Gluteal injections of liquid silicone have similar local complications to other injection sites. In a retrospective case series of industrial grade, liquid silicone injections two out of 12 patients had bilateral buttock injections. Both patients had early complications, defined as <30 days, and included local erythema, edema, and pain. One of the two patients also had necrosis and abscess formation [2]. In a case report, filler migration to the bilateral lower extremities caused induration and pain after two injections to the bilateral buttock of unknown composition were performed 11 years prior. MRI showed migration of infiltrative material to bilateral lower extremities, and pathology was consistent with what was most likely silicone [3]. Silicone-induced gluteal granulomas were seen in two case reports: the first after one year of injection in an outpatient clinic in the Dominican Republic [4] and the other after injections abroad [5].

Systemic complications of gluteal silicone injections have been documented as well. A clandestine liquid silicone injection in the hip and buttock caused multisystem organ failures including respiratory failure. Multiple subacute white brain matter infarcts were also found to be consistent with embolization on histology [6]. Another case report described diffuse alveolar hemorrhage causing hypoxic respiratory failure requiring extracorporeal membrane oxygenation from silicone embolism after medically unsupervised silicone injection into the gluteal region [7].

The differential diagnosis of hip pain is broad. It is helpful to localize hip pain based on the anatomical region: anterior/groin, posterior, and lateral hip pain. Lateral hip pain occurs in 10–25% of the population. Greater trochanteric pain syndrome is a diverse clinical entity caused by different underlying conditions, such as trochanteric bursitis, gluteus medius/minimus tears, and iliotibial band thickening [8].

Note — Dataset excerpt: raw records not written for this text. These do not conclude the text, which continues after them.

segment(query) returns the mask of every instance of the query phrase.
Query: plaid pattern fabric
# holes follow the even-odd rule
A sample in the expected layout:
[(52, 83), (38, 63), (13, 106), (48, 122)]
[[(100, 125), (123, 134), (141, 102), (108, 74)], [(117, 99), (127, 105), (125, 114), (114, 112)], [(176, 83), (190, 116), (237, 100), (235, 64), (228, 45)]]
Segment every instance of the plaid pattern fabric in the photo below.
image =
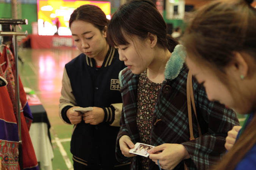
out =
[[(190, 159), (185, 161), (190, 170), (205, 170), (220, 159), (226, 151), (225, 138), (229, 130), (239, 125), (236, 115), (223, 105), (210, 101), (204, 88), (193, 79), (193, 88), (198, 119), (202, 138), (189, 141), (186, 84), (188, 70), (184, 65), (177, 77), (165, 79), (160, 90), (152, 117), (151, 144), (158, 146), (164, 143), (181, 144), (185, 147)], [(131, 161), (132, 170), (139, 169), (140, 157), (132, 158), (122, 154), (119, 140), (123, 135), (129, 136), (135, 144), (140, 142), (137, 127), (137, 85), (139, 76), (129, 69), (123, 70), (121, 75), (123, 87), (121, 93), (123, 110), (120, 120), (121, 128), (118, 136), (116, 156), (122, 162)], [(199, 137), (195, 116), (192, 113), (193, 130), (195, 138)], [(155, 125), (157, 120), (158, 121)], [(174, 169), (184, 169), (183, 162)], [(150, 161), (149, 169), (158, 169)]]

Trochanteric bursitis is part of the lateral hip pain syndrome differential diagnosis. It is a clinical diagnosis. Most of the time, imaging is not used to make the diagnosis. In this case, outside image guided-trochanteric bursa injection did not help, and musculoskeletal ultrasound was thus requested.

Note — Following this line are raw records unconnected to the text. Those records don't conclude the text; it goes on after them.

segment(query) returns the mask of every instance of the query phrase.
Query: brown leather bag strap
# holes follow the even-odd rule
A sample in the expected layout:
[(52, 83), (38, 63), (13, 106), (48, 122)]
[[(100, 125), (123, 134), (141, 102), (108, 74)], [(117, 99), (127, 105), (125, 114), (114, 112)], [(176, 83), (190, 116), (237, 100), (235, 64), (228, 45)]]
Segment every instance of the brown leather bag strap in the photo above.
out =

In our patient, left lateral hip pain was the presenting symptom. The history was nonspecific but notable for worsening of pain after prior steroid injection. On physical exam, there was point tenderness over the left greater trochanter suggesting bursitis. Our patient was reluctant to have steroid injection without further diagnostic testing. Neither musculoskeletal ultrasound nor MRI showed bursitis but did show evidence of injected silicone.

Silicone injections cause a factitial panniculitis [9]. This has a characteristic histopathological pattern of a lobular panniculitis with small droplets of silicone oil found within the vacuoles and giant multinucleated cells [10, 11]. Biopsy was not performed in this patient.

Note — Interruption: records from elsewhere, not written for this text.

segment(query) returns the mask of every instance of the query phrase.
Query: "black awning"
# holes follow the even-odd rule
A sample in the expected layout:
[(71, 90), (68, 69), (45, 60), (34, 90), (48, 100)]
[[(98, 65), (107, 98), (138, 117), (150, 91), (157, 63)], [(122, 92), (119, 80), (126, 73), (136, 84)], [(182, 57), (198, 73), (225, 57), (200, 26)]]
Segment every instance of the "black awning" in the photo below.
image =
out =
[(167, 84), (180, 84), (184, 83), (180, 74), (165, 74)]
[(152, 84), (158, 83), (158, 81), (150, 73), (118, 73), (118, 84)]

The treatment of silicone granulomas can be difficult. Tetracyline antibiotics [12, 13], steroids [12, 14], and etanercept [15, 16] have all been described in the literature with varying degrees of success. Surgical excision can be considered if the granuloma is localized and well circumscribed, but this is rarely the case [17].

4. Conclusion

In evaluating a young patient presenting with lateral hip pain who has had access to plastic surgery or clandestine operators, consider silicone-induced foreign body reactions.

Abbreviations

CRP:C-reactive protein
ESR:Erythrocyte sedimentation rate
MRI:Magnetic resonance imaging.

Conflicts of Interest

The authors state that they have no conflicts of interest.